Thursday, March 13, 2014

Lower crime now may be a fruit of welfare reform 20 years ago

link - Michael Barone/Washington Examiner @michaelbarone

...Research has shown that work requirements for welfare recipients have produced not just greater income but more satisfaction.

Entry-level jobs for welfare recipients have proven not to be dead ends but the avenue to greater job skills and promotions.

The welfare reform work requirements may also be contributing -- this is my hypothesis -- to the remarkable decline in violent crime in America over the last 20 years....

Today's 15-to-25s were more likely to have mothers who, if they collected welfare, had to hold a job. Mothers with jobs are away from home during work hours.
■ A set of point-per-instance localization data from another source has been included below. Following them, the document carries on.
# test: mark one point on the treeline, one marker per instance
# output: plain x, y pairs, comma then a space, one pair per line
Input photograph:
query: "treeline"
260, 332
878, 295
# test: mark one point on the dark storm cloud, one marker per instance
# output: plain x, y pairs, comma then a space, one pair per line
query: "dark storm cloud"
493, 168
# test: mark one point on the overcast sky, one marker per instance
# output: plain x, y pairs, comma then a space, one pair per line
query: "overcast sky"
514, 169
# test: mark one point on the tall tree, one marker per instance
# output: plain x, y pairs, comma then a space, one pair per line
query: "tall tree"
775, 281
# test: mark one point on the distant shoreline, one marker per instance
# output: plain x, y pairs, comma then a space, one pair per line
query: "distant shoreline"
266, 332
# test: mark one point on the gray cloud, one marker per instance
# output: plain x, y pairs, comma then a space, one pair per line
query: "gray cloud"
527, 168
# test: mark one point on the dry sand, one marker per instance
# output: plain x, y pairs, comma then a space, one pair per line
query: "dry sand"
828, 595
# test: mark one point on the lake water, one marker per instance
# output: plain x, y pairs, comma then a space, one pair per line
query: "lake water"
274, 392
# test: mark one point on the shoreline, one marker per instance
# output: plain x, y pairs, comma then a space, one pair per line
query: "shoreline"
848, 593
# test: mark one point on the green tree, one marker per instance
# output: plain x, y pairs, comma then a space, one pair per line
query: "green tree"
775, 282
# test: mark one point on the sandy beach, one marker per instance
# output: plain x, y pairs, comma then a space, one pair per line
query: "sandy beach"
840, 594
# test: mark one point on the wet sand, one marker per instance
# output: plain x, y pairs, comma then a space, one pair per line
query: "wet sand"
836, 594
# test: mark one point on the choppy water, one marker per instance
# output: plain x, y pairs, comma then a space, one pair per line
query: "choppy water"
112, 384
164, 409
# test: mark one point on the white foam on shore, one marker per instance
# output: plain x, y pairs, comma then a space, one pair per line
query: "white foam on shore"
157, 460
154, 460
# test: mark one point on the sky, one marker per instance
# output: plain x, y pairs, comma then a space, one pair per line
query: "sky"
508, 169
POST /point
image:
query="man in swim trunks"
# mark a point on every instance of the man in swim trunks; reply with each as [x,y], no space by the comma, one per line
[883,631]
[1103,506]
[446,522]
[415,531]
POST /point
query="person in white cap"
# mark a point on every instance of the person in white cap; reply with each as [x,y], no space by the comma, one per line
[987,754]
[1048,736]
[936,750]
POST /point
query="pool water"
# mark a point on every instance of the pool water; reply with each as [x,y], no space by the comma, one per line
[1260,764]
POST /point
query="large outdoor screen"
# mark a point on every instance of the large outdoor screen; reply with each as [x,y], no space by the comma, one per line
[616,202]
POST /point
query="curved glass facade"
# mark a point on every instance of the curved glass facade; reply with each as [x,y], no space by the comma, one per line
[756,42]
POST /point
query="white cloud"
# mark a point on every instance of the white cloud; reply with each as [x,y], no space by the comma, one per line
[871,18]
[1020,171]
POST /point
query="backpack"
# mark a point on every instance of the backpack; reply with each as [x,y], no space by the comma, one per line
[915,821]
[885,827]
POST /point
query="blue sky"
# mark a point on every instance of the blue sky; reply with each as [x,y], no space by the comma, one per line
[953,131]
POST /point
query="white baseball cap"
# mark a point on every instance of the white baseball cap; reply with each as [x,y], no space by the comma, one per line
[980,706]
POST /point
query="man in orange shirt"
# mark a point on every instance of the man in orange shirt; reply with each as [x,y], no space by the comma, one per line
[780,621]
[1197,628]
But they are also likely to have more moral authority. They bring home the bacon and are entitled to demand good behavior in return.

And, especially if they move ahead at work, they set a better example for their children, male and female. They show that there is a connection between honest effort and legitimate reward. A mother who earns success shows her children they can, too.....

History shows that societies have experienced sharp increases and reductions in crime rates within a generation. Public policies and demographic trends account for much of the change. But much change surely comes form attitudes inculcated in the home.

Another corollary, if my hypothesis is right, is that the decline in jobs and work-force participation may produce bad effects that are not just economic. All the more reason to think hard about how to turn it around.